The former deposed Ivory Coast president Henri Konan Bedie is currently making his first tour of the formally rebel-held north in six years. A Bedie spokesman says this marks progress. Bedie's campaign team say they have confidence that the repeatedly postponed presidential elections will take place on November 30 as planned. For VOA, Ricci Shryock has more from Dakar.
On Tuesday a spokesman for Ivory Coast opposition leader Henri Konan Bedie, said they felt security had improved.
Niamkey Koffi says it was Bedie's first trip north since the country's civil war began in 2002 between the government and rebel forces.
"This is the first contact with the people of the north, because of the war," he said.
Bedie spokesman Koffi says he views the trip as another reason to believe the elections will go on as scheduled.
"That means that the process is going on, and we think that the elections will be held on the thirtieth of November," said Koffi.

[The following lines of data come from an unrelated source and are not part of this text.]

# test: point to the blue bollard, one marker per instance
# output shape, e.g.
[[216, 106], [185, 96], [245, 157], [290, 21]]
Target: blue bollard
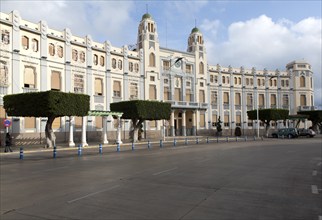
[[100, 149], [55, 152], [79, 150], [21, 153]]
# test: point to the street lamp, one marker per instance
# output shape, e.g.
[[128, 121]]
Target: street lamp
[[257, 111]]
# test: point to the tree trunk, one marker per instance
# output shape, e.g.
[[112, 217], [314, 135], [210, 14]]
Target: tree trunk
[[136, 126], [50, 136]]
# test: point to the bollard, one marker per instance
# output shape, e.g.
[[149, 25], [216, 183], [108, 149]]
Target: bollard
[[21, 153], [79, 150], [55, 152], [161, 143], [100, 149]]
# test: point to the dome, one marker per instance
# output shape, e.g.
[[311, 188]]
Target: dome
[[195, 29], [147, 15]]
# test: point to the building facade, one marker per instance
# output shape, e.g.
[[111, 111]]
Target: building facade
[[36, 58]]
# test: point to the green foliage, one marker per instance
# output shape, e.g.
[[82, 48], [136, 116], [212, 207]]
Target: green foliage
[[45, 104], [143, 109], [268, 114]]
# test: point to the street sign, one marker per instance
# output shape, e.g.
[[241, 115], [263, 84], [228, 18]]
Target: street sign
[[6, 122]]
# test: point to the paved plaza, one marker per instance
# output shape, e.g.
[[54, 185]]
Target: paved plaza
[[262, 179]]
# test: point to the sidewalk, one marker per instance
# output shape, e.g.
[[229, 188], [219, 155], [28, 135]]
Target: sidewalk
[[168, 140]]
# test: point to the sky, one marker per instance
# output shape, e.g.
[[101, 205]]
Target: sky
[[260, 34]]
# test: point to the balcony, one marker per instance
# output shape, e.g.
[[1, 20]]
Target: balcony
[[306, 108]]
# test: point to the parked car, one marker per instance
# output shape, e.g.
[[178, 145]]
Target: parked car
[[307, 132], [286, 132]]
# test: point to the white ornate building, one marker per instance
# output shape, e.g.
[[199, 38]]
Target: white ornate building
[[36, 58]]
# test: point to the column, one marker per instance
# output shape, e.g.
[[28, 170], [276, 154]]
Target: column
[[104, 136], [71, 135], [194, 123], [172, 131], [184, 133], [118, 131], [84, 143]]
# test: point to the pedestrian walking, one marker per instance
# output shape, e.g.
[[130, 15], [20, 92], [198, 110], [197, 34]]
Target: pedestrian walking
[[8, 143]]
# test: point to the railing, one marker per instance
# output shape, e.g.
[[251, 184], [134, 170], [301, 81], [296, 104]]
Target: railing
[[3, 90], [307, 108], [26, 90]]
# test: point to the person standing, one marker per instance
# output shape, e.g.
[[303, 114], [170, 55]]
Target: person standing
[[8, 143]]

Bedie, who was ousted in a military coup in December 1999, is a candidate for president in the country's presidential election. He was barred from running in the 2000 poll in which he would have opposed coup leader Robert Guei, who was killed at the start of the 2002 civil war, and current President Laurent Gbagbo.
The country's presidential and legislative elections have been repeatedly postponed, amid peace deals, which fell apart because of delays and mistrust between the warring sides.
Under the latest peace deal, rebel leader Guillaume Soro, became the country's prime minister and came to share power with President Gbagbo.
Many foreign observers say they think it is highly unlikely the elections can take place on time, as disarmament, reunification of the army, and preparation of voter lists and voting cards has yet to begin. Last week, several hundred rebels in their headquarters of Bouake set up roadblocks demanding disarmament money.
But a technical counselor for the Ivory Coast's National Committee for the Supervision of Identification said people in his organization have been working since August 1 to meet the government's goal for elections.
Jean-Marie Akebouae says some election materials are on their way to their offices, and they are making progress everyday.
Akebouae says training of poll workers and preparations for handing out voting cards should begin soon.
Voter eligibility is a tense subject in the Ivory Coast. Rebels say they took up arms to make sure millions of undocumented northerners, many of them the sons and daughters of migrant workers from neighboring countries, would finally get the right to vote.